それぞれの能力は、ウキンさんが手番のアクション数が他プレイヤーより1多い4回、僕はイベントカードの上から3枚を見て任意の順番に入れ替えれる、さくらさんは扇動して同じ場所のプレイヤーキャラのモチベーションを上げる、如月さんがアイテムを捨てる(たぶん賄賂的なものに使ってる)ことで、いずれかのプレイヤーキャラの容疑レベルを下げるです。
ただし、この特殊能力はモチベーションが3段階目以上になっていないと使えません。

モチベーションは重要なステータスで1段階目だと共謀カードの所持上限が少なくなったり、暗殺計画を実行するためには4段階以上でないとならないなど、色々と制限に関わってきます。
モチベーションというと“やる気”のように思ってしまうかもしれませんが、ヒトラーへの心酔度的なものも表しており、これヒトラー閣下大丈夫なの? → ぶち殺さんとダメだな!というような上がり方をします。

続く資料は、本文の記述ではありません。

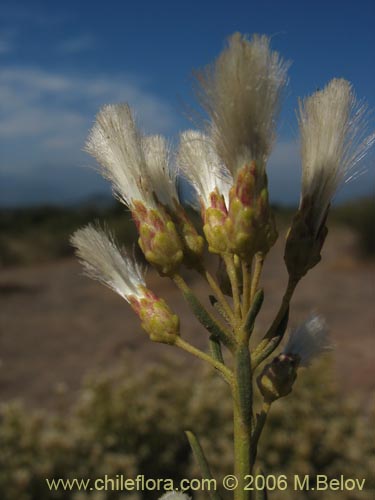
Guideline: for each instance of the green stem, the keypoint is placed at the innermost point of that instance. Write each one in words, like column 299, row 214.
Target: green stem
column 292, row 283
column 242, row 442
column 242, row 416
column 186, row 346
column 246, row 275
column 259, row 260
column 232, row 274
column 261, row 420
column 277, row 329
column 219, row 295
column 203, row 316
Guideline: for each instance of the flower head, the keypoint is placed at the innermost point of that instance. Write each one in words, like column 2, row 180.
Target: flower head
column 117, row 145
column 174, row 495
column 162, row 177
column 241, row 93
column 103, row 261
column 200, row 164
column 309, row 340
column 333, row 141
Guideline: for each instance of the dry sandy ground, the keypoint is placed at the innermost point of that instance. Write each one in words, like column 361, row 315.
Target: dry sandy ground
column 56, row 325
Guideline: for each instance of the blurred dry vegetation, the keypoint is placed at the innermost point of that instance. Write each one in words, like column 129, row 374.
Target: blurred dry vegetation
column 132, row 421
column 56, row 326
column 32, row 235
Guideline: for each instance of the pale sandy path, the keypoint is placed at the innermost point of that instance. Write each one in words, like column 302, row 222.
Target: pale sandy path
column 56, row 325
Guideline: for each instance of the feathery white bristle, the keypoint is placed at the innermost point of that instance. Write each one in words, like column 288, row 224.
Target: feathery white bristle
column 242, row 92
column 174, row 495
column 309, row 340
column 333, row 128
column 162, row 175
column 116, row 144
column 104, row 262
column 199, row 163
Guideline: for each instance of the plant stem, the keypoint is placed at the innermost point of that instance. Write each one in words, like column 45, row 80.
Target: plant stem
column 232, row 273
column 271, row 339
column 292, row 283
column 219, row 295
column 242, row 441
column 186, row 346
column 246, row 275
column 259, row 260
column 203, row 316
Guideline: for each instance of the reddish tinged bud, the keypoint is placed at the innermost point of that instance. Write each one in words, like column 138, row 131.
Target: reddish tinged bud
column 216, row 224
column 157, row 318
column 303, row 246
column 193, row 242
column 277, row 378
column 158, row 238
column 251, row 220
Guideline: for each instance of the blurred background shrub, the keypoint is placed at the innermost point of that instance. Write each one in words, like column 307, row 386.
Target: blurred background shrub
column 132, row 421
column 33, row 235
column 359, row 215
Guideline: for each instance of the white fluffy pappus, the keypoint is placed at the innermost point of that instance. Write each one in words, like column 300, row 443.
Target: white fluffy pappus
column 241, row 93
column 174, row 495
column 200, row 165
column 309, row 340
column 105, row 262
column 334, row 140
column 115, row 142
column 163, row 177
column 138, row 166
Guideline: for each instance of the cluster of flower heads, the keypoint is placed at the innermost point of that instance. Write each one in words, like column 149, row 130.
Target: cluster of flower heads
column 226, row 165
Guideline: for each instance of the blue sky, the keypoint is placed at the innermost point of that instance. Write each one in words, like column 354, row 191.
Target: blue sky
column 60, row 61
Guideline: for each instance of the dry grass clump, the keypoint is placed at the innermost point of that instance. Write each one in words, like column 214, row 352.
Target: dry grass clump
column 132, row 422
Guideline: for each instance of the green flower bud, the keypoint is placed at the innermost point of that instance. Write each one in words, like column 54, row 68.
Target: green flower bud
column 158, row 238
column 303, row 246
column 216, row 224
column 157, row 318
column 252, row 223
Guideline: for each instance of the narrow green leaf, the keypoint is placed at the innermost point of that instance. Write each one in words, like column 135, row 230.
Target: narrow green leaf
column 202, row 461
column 253, row 312
column 243, row 377
column 215, row 348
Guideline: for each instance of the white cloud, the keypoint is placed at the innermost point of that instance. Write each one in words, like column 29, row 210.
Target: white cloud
column 76, row 44
column 45, row 116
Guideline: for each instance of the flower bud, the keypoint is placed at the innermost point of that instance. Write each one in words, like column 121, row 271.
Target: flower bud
column 157, row 318
column 192, row 241
column 252, row 228
column 303, row 246
column 158, row 238
column 277, row 378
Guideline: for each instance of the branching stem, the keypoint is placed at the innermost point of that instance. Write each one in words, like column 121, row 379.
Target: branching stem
column 259, row 260
column 219, row 295
column 186, row 346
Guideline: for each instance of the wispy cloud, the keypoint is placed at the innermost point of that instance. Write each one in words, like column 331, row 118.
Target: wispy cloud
column 44, row 120
column 55, row 111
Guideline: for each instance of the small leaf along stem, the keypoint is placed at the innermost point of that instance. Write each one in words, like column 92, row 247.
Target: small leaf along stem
column 219, row 295
column 232, row 274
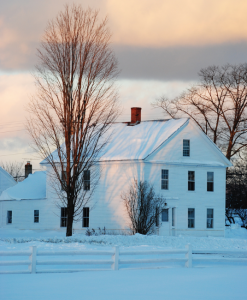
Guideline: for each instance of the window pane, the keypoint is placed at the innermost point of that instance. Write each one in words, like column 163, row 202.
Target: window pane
column 191, row 223
column 9, row 216
column 164, row 174
column 210, row 213
column 191, row 175
column 210, row 186
column 36, row 216
column 186, row 147
column 209, row 223
column 63, row 216
column 86, row 175
column 191, row 213
column 173, row 216
column 210, row 176
column 164, row 184
column 165, row 215
column 85, row 220
column 191, row 186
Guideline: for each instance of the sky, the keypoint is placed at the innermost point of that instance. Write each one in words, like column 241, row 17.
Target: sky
column 161, row 45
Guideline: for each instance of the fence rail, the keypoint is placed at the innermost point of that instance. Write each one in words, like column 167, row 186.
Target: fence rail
column 115, row 261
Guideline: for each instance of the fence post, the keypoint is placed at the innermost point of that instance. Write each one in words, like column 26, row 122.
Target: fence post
column 32, row 257
column 115, row 258
column 189, row 256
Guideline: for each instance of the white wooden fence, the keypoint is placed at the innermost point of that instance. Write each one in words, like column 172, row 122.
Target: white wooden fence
column 115, row 261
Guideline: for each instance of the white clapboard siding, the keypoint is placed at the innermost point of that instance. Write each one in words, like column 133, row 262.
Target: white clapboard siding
column 116, row 176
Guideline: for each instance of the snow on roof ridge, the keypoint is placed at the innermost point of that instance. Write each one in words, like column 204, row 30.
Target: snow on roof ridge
column 33, row 187
column 136, row 142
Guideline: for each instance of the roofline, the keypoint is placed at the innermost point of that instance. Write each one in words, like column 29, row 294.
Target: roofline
column 171, row 136
column 227, row 161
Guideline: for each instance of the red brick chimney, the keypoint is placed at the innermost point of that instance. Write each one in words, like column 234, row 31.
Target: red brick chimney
column 136, row 114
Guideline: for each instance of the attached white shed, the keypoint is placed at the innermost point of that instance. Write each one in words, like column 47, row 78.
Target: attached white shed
column 6, row 180
column 182, row 163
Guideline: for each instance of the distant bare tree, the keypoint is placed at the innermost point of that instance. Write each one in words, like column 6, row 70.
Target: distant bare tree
column 143, row 207
column 218, row 104
column 75, row 105
column 15, row 169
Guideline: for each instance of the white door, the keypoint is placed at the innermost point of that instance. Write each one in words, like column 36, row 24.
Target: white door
column 165, row 222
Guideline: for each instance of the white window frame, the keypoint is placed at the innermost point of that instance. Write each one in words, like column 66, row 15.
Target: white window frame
column 210, row 181
column 62, row 217
column 85, row 217
column 209, row 218
column 190, row 218
column 7, row 221
column 167, row 209
column 173, row 216
column 186, row 148
column 165, row 181
column 194, row 181
column 86, row 180
column 34, row 216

では、どうやってモチベーションを上げるかというと、以下のいずれかになります。
・共謀者カードの効果を使用する
・共謀アクションで照準の目を既定数出す
・アウシュビッツなど、強制収容所のある場所に移動する
・イベントカードの効果

アウシュビッツなどの強制収容所のある場所に移動可能になる(たぶん実際に作られる年代に達する)のは、ステージ4以降なのでまだ使えませんし、イベントカードも完全に引き運次第です。

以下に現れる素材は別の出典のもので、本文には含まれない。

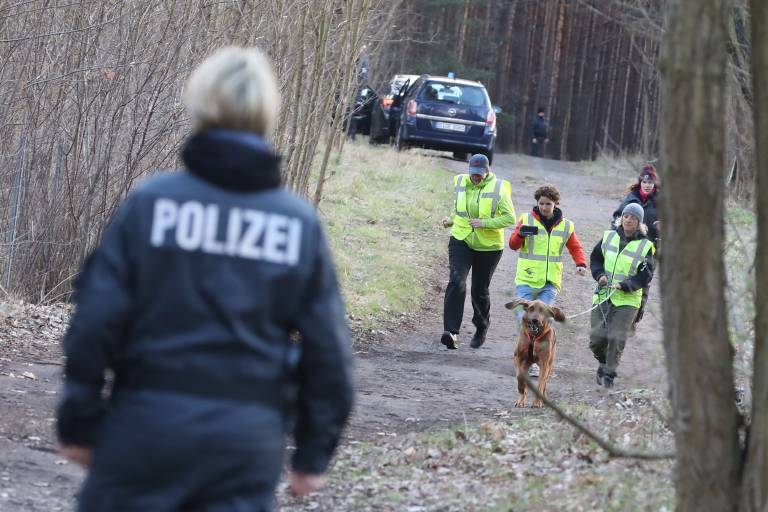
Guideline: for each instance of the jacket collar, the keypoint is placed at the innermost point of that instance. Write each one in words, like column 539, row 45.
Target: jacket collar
column 232, row 160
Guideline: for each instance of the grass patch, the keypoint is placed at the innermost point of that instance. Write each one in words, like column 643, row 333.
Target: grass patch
column 739, row 254
column 512, row 462
column 382, row 211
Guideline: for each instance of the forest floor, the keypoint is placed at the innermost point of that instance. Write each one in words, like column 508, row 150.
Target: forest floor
column 433, row 429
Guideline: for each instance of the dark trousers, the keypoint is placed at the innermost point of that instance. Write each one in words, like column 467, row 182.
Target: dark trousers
column 611, row 326
column 537, row 148
column 461, row 258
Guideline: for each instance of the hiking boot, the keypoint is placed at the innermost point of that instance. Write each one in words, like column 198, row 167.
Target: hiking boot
column 478, row 339
column 450, row 340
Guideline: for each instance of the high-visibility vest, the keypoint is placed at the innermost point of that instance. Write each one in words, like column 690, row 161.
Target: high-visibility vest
column 488, row 199
column 540, row 259
column 619, row 266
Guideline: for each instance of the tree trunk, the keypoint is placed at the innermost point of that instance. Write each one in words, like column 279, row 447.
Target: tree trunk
column 755, row 494
column 699, row 354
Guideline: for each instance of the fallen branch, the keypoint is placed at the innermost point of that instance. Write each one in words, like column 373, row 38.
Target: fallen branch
column 613, row 451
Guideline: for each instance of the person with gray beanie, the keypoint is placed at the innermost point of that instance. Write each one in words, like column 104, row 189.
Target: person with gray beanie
column 622, row 264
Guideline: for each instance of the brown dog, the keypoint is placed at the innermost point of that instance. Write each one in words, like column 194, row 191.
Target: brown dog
column 535, row 344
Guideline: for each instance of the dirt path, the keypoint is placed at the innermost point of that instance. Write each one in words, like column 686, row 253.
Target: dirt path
column 409, row 382
column 412, row 382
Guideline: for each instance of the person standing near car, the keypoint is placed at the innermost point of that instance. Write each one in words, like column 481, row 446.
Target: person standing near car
column 482, row 210
column 539, row 133
column 185, row 301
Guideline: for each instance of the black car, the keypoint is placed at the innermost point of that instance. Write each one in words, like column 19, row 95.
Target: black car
column 386, row 111
column 447, row 114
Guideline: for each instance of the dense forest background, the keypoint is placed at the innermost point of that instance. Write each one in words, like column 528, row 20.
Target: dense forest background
column 91, row 93
column 592, row 64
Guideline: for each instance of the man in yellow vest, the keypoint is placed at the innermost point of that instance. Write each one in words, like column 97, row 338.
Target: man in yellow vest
column 622, row 264
column 482, row 209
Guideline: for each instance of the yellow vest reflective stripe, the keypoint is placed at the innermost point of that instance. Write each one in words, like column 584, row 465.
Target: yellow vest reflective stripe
column 620, row 266
column 488, row 205
column 540, row 259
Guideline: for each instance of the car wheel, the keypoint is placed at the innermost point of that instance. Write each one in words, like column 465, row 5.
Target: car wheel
column 400, row 144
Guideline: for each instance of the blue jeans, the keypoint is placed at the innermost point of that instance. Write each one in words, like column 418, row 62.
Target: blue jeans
column 546, row 294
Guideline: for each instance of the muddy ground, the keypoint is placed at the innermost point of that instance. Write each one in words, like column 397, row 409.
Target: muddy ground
column 407, row 381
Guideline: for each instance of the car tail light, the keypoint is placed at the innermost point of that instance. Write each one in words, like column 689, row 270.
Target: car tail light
column 490, row 119
column 412, row 107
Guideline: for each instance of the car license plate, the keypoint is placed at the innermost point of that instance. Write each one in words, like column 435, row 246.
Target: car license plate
column 449, row 126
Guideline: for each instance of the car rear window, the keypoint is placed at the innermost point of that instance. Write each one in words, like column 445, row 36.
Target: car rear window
column 453, row 93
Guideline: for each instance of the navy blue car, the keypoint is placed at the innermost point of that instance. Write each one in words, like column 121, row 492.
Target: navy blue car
column 448, row 114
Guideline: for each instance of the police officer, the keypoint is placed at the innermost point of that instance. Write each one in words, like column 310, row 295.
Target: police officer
column 622, row 264
column 213, row 300
column 481, row 210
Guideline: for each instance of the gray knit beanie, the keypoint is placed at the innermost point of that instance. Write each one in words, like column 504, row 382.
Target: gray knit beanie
column 635, row 210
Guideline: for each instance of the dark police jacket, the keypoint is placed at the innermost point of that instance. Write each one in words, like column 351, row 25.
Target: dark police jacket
column 199, row 285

ぶっちゃけた話、今回が初プレイで共謀者カードやイベントカードの中にモチベーションを上げる効果があるというのを知らなかったので、共謀アクションしかないねということでダイスロールです。
共謀アクションは容疑レベルがあがるリスクはありますが、アクション回数が増える可能性もありますしダイス振った方がよかろう(振りたい)と、スタートプレイヤーのウキンさん、次手番のさくらさんと続けて3アクションともダイスに変えてダイスロール!

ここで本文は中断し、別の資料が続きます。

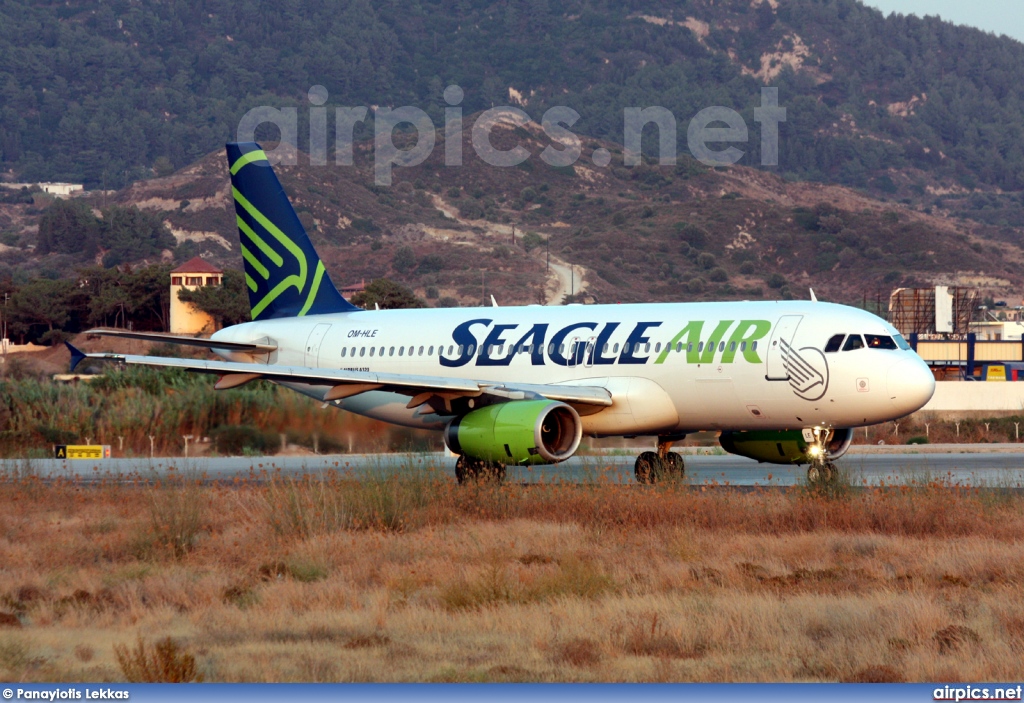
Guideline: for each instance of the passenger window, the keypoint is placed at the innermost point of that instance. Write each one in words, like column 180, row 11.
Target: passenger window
column 853, row 342
column 835, row 343
column 880, row 342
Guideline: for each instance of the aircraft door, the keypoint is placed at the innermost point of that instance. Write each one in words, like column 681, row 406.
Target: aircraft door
column 572, row 349
column 590, row 352
column 784, row 331
column 313, row 344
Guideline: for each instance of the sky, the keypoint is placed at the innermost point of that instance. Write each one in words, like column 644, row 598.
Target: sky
column 1000, row 16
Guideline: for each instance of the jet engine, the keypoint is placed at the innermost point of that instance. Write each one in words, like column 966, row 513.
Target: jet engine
column 518, row 432
column 785, row 446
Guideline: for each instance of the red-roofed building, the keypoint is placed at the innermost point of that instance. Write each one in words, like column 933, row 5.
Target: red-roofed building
column 185, row 318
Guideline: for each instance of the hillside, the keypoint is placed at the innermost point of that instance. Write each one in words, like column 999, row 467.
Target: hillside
column 900, row 159
column 105, row 92
column 640, row 233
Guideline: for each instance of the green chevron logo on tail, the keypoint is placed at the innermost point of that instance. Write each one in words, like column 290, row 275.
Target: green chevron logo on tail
column 284, row 273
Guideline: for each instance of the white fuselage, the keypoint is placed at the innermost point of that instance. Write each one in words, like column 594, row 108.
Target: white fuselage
column 671, row 368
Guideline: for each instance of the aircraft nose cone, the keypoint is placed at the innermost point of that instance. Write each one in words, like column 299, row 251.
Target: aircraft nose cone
column 910, row 385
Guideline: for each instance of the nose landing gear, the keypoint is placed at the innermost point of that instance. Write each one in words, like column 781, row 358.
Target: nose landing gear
column 652, row 467
column 822, row 470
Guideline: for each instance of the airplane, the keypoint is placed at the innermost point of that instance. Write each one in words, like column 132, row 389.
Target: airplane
column 782, row 382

ウキンさんは7、さくらさんは6とアクション数が倍増。
期待値は3なので、お二人ともかなり大きい目がでてます。

暗殺計画などでアイテムは使うので、とりあえず、どこに何があるか伏せられているアイテムをめくりながら移動しつつ、共謀者カードも引きつつでお二人とも手番終了。

そして、3番手の如月さんの手番になったわけですが、

僕:「如月さん、これはやばい流れですよ。僕ら2人のどちらかでオチがつきます」

でも、振るよねーと振った3つのダイスの出目は、タカ、タカ、1!
容疑レベルが2段階上がって、一気に最高値のExtremeになります。あれ?確か…とルールを確認してみると、同じ場所にいるプレイヤー全員の容疑レベルが上がるということなので、同じスタート地点にいた僕も容疑が最大に。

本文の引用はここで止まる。